A.T.S. Melbourne, Inc. sought a writ of prohibition from this court to require the disqualification of a trial judge from further participation in a lawsuit pending in the Eighteenth Judicial Circuit.1 We find that the motion for disqualification, attached affidavits, and the excerpt from sworn testimony taken before the lower court at a hearing on the motion on May 17, 1985, were legally sufficient to require recusal of the trial judge in this case.
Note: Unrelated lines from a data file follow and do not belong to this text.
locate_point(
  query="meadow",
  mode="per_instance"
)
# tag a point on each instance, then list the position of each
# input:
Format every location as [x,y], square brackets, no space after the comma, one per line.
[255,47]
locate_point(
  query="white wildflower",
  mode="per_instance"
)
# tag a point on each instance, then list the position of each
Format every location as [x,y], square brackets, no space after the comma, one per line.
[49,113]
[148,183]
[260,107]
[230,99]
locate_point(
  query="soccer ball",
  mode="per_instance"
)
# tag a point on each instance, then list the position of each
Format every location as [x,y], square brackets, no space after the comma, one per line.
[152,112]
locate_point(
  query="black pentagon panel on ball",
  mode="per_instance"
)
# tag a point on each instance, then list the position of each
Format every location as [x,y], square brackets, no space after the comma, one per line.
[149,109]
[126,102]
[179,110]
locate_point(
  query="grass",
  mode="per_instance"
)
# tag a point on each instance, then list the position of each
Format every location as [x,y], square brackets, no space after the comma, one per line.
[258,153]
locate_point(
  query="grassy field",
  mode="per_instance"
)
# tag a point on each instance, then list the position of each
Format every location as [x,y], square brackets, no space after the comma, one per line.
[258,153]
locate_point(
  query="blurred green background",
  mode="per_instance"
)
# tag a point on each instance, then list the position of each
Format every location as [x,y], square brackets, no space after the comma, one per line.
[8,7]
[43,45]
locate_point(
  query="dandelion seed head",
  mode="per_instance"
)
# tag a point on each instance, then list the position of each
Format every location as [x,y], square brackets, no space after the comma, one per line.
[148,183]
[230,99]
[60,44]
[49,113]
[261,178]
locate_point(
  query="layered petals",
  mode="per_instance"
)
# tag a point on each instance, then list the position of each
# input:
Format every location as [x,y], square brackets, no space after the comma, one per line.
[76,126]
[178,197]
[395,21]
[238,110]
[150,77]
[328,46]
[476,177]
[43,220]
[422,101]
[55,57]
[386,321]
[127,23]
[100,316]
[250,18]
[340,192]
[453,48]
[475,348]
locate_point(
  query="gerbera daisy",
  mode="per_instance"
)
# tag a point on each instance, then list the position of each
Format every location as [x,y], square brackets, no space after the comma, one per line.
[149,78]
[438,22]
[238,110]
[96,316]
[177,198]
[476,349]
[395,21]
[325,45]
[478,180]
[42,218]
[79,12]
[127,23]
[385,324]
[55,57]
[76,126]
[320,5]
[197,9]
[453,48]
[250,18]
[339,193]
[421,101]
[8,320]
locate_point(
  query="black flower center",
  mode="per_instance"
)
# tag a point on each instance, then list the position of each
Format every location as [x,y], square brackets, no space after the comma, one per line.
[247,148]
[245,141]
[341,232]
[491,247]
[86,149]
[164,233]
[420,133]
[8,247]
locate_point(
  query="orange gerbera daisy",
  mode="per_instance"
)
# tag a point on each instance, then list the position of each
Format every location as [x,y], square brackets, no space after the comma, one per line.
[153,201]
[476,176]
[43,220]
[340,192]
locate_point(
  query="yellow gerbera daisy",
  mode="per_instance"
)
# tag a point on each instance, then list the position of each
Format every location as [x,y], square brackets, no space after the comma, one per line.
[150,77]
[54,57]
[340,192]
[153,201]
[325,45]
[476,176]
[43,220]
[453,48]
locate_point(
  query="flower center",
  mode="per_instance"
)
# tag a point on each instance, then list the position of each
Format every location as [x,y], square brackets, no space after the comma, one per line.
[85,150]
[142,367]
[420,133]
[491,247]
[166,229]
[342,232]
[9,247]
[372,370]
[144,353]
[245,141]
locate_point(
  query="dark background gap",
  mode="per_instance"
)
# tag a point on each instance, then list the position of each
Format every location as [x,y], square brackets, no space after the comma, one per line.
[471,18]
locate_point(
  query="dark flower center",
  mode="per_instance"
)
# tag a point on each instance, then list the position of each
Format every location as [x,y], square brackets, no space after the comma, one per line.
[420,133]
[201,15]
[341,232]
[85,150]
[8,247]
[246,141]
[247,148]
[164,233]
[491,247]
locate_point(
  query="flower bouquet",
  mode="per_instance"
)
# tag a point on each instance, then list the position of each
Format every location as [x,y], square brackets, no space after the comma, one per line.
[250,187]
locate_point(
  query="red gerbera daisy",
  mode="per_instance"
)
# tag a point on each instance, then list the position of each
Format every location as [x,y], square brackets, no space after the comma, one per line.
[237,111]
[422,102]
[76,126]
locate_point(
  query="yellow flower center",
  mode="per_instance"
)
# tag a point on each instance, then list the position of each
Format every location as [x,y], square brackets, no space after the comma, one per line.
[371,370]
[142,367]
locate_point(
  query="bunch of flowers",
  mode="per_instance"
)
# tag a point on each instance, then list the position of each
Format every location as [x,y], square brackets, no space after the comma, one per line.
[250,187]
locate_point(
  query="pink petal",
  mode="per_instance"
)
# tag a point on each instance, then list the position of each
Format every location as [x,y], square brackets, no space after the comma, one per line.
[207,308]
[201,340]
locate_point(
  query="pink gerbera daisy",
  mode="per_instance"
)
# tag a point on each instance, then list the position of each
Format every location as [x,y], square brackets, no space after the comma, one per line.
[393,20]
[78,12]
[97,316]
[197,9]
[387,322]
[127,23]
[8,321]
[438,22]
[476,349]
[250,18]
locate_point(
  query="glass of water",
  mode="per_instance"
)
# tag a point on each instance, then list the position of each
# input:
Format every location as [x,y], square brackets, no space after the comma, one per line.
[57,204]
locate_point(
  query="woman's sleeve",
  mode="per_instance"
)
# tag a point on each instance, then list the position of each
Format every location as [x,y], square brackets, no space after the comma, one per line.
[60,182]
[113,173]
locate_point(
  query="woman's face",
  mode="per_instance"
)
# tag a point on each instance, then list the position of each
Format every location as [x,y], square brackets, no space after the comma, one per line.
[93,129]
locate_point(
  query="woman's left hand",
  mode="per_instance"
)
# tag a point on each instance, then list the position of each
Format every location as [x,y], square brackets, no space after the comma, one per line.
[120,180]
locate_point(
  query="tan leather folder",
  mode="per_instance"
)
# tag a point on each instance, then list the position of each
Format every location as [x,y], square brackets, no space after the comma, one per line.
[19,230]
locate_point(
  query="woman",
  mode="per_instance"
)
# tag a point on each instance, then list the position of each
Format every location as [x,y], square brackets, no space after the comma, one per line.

At the hearing, the trial judge denied the facts of an alleged ex parte communication, and his own ability to be impartial, although that matter was also disputed by petitioner. “When a judge has looked beyond the mere legal sufficiency of a suggestion of prejudice and attempted to refute the charges of partiality, he has then exceeded the proper scope of his inquiry, and on that basis alone established grounds for his disqualification.” Bundy v. Rudd, 366 So.2d 440, 442 (Fla.1978); Gieseke v. Moriarty, 471 So.2d 80 (Fla. 4th DCA 1985); Mangina v. Cornelius, 462 So.2d 602 (Fla. 5th DCA 1985); State ex rel. Zacke v. Woodson, 399 So.2d 7 (Fla. 5th DCA 1981); see R.P. Hewitt Associates v. Hunt, 411 So.2d 266 (Fla. 1st DCA 1982); State v. Testa, 414 So.2d 38 (Fla. 3rd DCA 1982).
Accordingly, we grant the writ of prohibition and remand this cause for further proceedings.
ISSUE WRIT; REMAND.
DAUKSCH, FRANK D. UPCHURCH, Jr., and SHARP, JJ., concur.. Case No. 85-1989-CA-D.